Remember that the entire Bible is the story of God restoring a fallen humanity. And part of being a fallen humanity is that we don't always get it. The Israelites didn’t quite get this concept of all-encompassing peace. It was so foreign to them and their culture. Perhaps they understood that the peace of God was an inner state of the heart; and certainly, they understood that times of peace in the land were better times than those of war in the land. But they also were influenced by the cultures around them that said, “the gods will fight our battles for us if we have made them happy to do so.” Israel likely believed that if they hadn’t gone to battle, then their God would never be known amongst the nations of the world. When Israel won a battle, their enemies might have believed that Israel’s God won that battle for them. Somehow, God took something that he didn’t approve of and made something good out of it. The people defeated in the battle didn’t say, “why would Israel’s God do this to us?” Rather, they would have asked, “if Israel’s God is powerful enough, then why wouldn’t he have done this to us?”
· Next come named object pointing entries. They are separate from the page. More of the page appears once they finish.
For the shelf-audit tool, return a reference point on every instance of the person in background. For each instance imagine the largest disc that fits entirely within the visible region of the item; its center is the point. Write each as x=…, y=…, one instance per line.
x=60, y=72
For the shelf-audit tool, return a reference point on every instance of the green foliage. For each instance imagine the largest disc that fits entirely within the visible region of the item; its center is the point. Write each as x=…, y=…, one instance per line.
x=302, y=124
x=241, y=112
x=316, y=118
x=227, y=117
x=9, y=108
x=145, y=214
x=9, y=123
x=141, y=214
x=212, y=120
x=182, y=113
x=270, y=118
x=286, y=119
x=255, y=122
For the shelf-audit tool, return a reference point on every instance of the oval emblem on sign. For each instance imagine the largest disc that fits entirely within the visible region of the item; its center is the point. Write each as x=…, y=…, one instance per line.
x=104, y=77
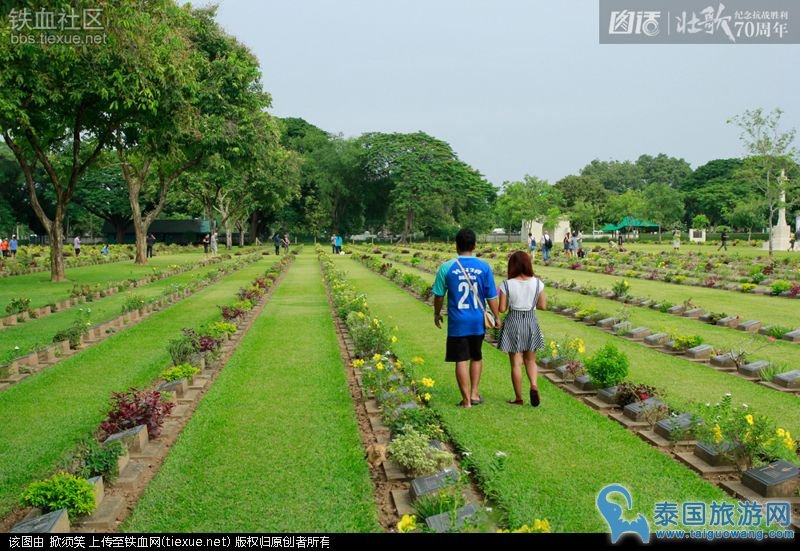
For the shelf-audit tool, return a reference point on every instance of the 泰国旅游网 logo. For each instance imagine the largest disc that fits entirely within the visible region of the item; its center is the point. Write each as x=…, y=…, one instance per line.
x=613, y=513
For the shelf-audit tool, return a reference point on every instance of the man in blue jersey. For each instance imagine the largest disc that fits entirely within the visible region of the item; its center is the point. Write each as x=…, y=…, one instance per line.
x=465, y=325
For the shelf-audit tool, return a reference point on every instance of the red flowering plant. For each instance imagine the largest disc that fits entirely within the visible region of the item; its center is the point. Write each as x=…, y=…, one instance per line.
x=137, y=407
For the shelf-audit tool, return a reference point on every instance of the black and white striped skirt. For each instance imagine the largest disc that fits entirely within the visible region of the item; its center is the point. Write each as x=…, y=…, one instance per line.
x=521, y=332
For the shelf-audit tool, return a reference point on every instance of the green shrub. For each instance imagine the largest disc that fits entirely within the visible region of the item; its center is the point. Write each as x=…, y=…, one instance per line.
x=61, y=491
x=608, y=366
x=94, y=459
x=132, y=302
x=685, y=342
x=780, y=286
x=179, y=372
x=413, y=452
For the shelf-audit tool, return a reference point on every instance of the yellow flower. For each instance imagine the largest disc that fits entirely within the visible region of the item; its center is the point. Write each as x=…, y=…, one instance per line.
x=407, y=524
x=717, y=434
x=427, y=382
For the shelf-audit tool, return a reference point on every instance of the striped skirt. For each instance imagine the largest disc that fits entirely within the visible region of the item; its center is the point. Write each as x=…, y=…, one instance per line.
x=521, y=332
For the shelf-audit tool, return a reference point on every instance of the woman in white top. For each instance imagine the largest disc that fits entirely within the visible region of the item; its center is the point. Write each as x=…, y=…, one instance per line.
x=521, y=336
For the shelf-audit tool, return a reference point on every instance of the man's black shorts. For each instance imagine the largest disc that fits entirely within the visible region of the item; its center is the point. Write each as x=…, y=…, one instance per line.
x=461, y=349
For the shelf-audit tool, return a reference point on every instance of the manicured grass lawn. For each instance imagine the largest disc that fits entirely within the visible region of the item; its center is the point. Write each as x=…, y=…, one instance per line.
x=41, y=331
x=41, y=291
x=686, y=384
x=559, y=455
x=44, y=416
x=274, y=445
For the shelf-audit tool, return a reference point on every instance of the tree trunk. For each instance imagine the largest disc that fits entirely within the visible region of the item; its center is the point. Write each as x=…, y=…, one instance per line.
x=228, y=236
x=56, y=234
x=253, y=226
x=407, y=226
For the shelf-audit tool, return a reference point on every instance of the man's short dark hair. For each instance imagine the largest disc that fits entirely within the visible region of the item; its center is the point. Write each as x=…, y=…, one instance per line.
x=465, y=240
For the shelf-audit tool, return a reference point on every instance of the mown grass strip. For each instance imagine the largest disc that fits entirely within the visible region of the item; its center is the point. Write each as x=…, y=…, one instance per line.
x=559, y=455
x=42, y=291
x=274, y=445
x=686, y=384
x=44, y=416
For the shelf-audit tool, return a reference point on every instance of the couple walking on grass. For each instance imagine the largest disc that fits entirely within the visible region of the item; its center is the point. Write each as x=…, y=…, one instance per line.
x=469, y=285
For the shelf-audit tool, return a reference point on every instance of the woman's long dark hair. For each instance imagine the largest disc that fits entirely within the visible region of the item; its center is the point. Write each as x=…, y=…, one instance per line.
x=519, y=263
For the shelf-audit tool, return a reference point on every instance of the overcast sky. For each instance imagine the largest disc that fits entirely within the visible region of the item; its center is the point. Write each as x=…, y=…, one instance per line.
x=515, y=86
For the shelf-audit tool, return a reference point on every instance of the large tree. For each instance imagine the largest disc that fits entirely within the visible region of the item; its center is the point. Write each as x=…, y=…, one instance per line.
x=770, y=151
x=57, y=98
x=529, y=199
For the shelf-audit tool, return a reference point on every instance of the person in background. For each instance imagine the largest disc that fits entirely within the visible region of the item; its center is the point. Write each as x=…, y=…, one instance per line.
x=151, y=240
x=214, y=237
x=276, y=241
x=724, y=238
x=547, y=245
x=521, y=335
x=468, y=283
x=285, y=242
x=532, y=245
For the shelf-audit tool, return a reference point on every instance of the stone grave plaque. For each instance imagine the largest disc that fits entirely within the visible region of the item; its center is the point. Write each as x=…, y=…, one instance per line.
x=789, y=379
x=753, y=369
x=682, y=422
x=429, y=484
x=723, y=360
x=749, y=326
x=636, y=411
x=792, y=336
x=608, y=395
x=639, y=333
x=441, y=523
x=584, y=382
x=622, y=326
x=779, y=479
x=656, y=340
x=702, y=352
x=56, y=522
x=179, y=387
x=714, y=455
x=135, y=439
x=693, y=313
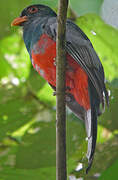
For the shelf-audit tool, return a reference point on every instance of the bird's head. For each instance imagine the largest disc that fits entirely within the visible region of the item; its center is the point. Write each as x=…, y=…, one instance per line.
x=32, y=12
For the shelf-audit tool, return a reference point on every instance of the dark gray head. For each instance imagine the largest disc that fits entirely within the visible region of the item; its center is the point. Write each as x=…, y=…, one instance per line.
x=30, y=12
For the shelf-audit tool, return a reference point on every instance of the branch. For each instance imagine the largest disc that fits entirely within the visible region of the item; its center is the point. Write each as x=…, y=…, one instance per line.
x=61, y=172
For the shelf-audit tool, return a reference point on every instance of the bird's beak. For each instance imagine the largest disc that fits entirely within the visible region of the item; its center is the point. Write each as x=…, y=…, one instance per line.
x=17, y=21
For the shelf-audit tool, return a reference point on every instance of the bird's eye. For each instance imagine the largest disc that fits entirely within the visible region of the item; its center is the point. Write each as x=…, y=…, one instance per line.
x=33, y=10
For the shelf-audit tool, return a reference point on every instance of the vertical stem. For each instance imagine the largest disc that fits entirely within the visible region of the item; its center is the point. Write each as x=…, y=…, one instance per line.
x=61, y=171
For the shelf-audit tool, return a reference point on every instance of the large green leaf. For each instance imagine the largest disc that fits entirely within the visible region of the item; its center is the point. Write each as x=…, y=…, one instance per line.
x=82, y=7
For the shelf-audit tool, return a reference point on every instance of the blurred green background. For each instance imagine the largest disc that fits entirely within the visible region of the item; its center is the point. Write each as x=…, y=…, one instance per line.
x=27, y=107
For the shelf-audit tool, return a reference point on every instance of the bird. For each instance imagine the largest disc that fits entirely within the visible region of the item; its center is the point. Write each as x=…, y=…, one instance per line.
x=86, y=93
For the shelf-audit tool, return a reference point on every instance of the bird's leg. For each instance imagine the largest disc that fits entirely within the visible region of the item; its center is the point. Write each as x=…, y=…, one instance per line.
x=67, y=91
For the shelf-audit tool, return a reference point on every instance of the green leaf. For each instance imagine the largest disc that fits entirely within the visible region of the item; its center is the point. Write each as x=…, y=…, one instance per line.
x=111, y=172
x=82, y=7
x=104, y=39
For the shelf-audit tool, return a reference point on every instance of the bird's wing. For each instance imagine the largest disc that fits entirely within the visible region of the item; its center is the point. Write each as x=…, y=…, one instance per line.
x=80, y=48
x=82, y=51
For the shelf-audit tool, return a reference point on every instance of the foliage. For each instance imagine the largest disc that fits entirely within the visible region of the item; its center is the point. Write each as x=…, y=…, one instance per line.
x=27, y=107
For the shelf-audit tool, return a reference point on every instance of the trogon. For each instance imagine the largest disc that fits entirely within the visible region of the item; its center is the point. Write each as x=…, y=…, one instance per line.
x=85, y=81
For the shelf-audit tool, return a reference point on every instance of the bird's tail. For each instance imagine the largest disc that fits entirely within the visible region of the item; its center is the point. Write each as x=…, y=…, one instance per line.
x=91, y=124
x=91, y=128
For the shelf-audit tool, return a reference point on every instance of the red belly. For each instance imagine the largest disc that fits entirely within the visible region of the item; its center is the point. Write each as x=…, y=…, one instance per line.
x=43, y=60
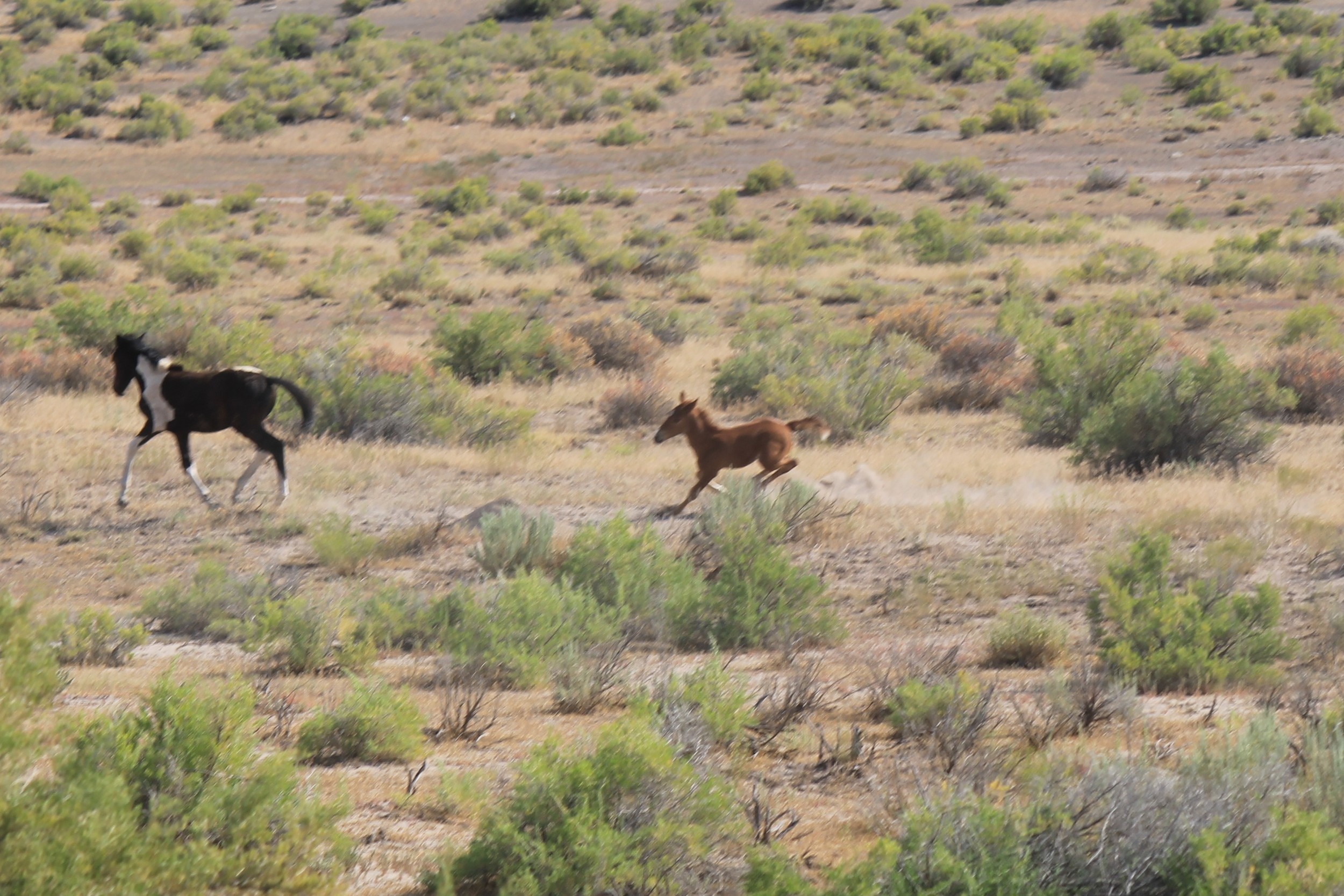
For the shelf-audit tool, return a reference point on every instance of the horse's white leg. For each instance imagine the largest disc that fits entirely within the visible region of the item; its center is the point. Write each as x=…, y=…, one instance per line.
x=259, y=458
x=190, y=468
x=136, y=441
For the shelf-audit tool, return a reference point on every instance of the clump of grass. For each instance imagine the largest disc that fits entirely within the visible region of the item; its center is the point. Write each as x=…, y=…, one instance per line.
x=514, y=542
x=1027, y=640
x=373, y=723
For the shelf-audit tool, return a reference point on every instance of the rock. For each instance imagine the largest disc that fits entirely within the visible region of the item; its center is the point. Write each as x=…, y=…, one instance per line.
x=1324, y=241
x=474, y=519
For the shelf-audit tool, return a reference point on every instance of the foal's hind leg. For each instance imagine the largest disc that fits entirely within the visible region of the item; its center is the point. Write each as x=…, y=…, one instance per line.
x=267, y=444
x=190, y=467
x=259, y=458
x=770, y=476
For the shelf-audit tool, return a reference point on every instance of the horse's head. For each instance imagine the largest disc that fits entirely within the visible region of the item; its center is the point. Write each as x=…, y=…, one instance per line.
x=678, y=421
x=125, y=355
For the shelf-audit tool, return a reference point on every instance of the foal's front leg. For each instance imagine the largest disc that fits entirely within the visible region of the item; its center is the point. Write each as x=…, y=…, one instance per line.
x=136, y=441
x=190, y=467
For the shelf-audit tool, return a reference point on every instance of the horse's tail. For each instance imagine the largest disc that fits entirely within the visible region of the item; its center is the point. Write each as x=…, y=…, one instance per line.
x=305, y=405
x=813, y=424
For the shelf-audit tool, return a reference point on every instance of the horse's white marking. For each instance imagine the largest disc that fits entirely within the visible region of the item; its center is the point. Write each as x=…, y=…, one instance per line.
x=152, y=390
x=195, y=480
x=125, y=473
x=259, y=458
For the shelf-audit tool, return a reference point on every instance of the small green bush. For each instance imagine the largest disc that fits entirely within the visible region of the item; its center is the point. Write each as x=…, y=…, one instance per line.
x=760, y=597
x=499, y=343
x=1065, y=68
x=768, y=178
x=151, y=15
x=630, y=569
x=1315, y=121
x=1183, y=12
x=1111, y=30
x=295, y=35
x=155, y=121
x=340, y=547
x=373, y=723
x=514, y=629
x=623, y=133
x=1191, y=639
x=638, y=814
x=214, y=605
x=514, y=542
x=175, y=795
x=1027, y=640
x=96, y=639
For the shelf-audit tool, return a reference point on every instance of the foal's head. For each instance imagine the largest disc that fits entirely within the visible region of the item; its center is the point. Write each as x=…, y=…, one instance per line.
x=124, y=359
x=678, y=421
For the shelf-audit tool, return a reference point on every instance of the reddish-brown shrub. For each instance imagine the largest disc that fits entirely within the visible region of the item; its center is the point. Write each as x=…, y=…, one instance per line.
x=923, y=321
x=617, y=343
x=968, y=353
x=641, y=402
x=1316, y=377
x=60, y=370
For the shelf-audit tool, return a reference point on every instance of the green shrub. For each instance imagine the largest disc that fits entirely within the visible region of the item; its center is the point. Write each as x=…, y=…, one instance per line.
x=1111, y=30
x=377, y=217
x=356, y=399
x=514, y=542
x=631, y=570
x=96, y=639
x=295, y=35
x=514, y=629
x=1191, y=639
x=340, y=547
x=155, y=121
x=1316, y=321
x=851, y=381
x=249, y=117
x=1190, y=412
x=302, y=636
x=1315, y=121
x=1065, y=68
x=636, y=816
x=242, y=200
x=623, y=133
x=1183, y=12
x=499, y=343
x=759, y=596
x=214, y=605
x=467, y=197
x=373, y=723
x=151, y=15
x=1025, y=639
x=768, y=178
x=937, y=241
x=175, y=795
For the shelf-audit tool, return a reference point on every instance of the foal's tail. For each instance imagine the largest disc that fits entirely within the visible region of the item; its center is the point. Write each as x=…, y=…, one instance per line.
x=305, y=405
x=813, y=424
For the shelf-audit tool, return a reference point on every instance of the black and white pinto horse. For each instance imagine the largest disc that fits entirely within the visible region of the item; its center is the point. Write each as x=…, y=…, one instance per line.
x=184, y=402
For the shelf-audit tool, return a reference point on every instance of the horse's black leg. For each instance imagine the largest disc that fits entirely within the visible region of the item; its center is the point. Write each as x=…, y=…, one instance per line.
x=136, y=441
x=190, y=467
x=270, y=445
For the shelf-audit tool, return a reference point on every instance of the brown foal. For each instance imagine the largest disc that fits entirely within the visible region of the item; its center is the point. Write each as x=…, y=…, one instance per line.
x=718, y=448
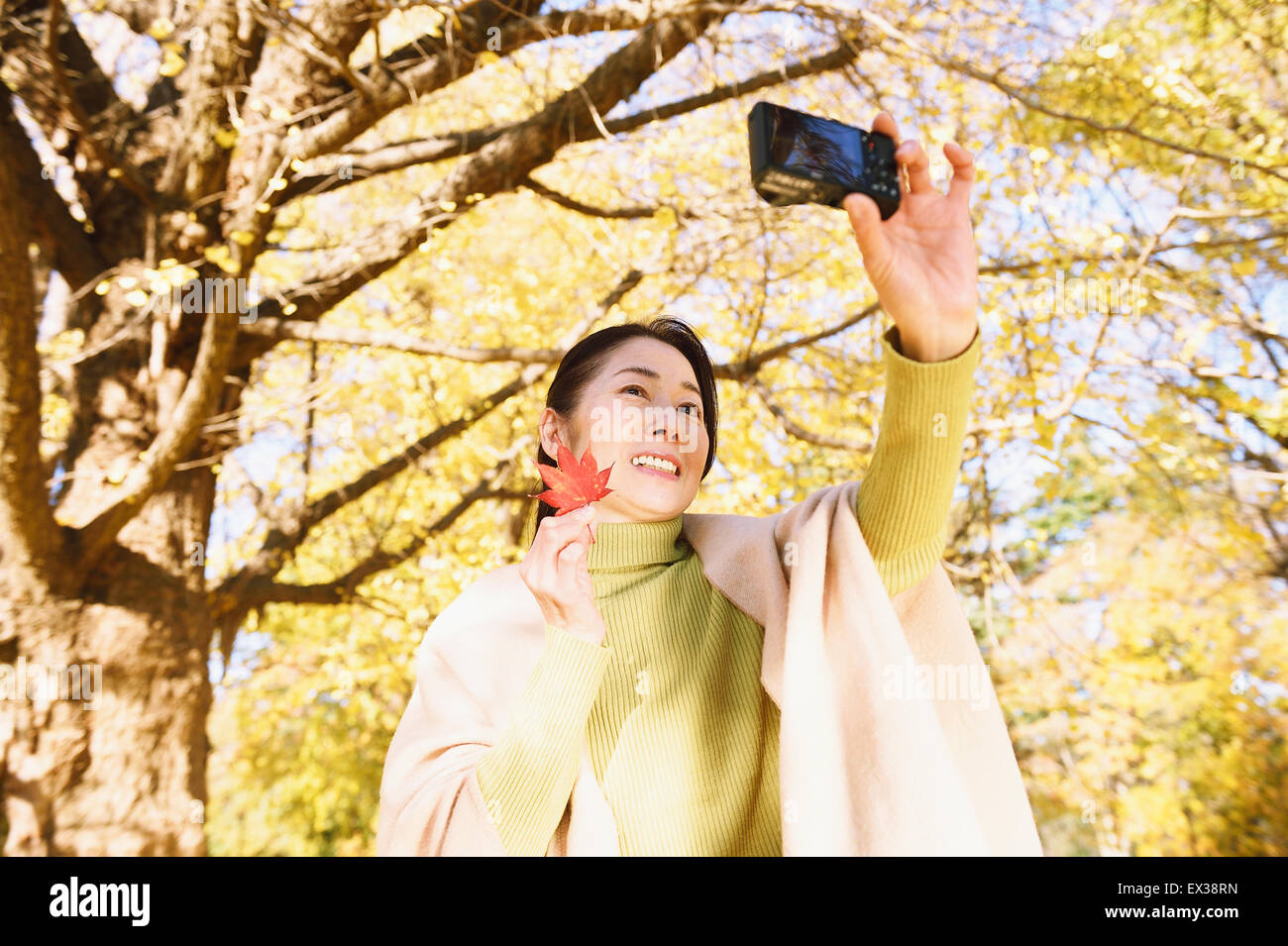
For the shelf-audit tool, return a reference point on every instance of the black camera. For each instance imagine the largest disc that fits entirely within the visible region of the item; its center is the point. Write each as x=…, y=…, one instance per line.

Again, God was working within a very fallen culture created by humanity. He chose to work within the realm of human fallen-ness as a testimony to the freedom he has given us to co-rule over creation. He constantly reminded them that he desired peace and a non-violent created order even if they did not completely understand this concept. God worked with the Israelites little by little to bring them to the place of knowing what he desired for human life to be called sacred and not expendable; ultimately God chose to express this in a very tangible way—the person of Christ. As Christians, we understand Jesus to be the bodily manifestation of all that is God. Jesus, in many ways, is the remedy for a fallen humanity. We must understand that when it comes to difficulties reconciling war and peace in the Bible, Christ was God’s ultimate means of expressing his love for all of humanity, paving a way that brought an all-encompassing peace to those who truly follow him and his ways. When we act violently, we are acting anti-kingdom of God as revealed by Christ. When we go to war, we are failing to follow the Prince of Peace who was God’s ultimate reminder of the reality he so desired. I am not hoping to offend anybody by this post; I am hoping, however, to stir the minds and hearts of those who truly desire to heed the words and the way of Christ. Please consider this, rebuttal my thoughts, and ask the tough questions. This is a safe place to dialogue about these kinds of things.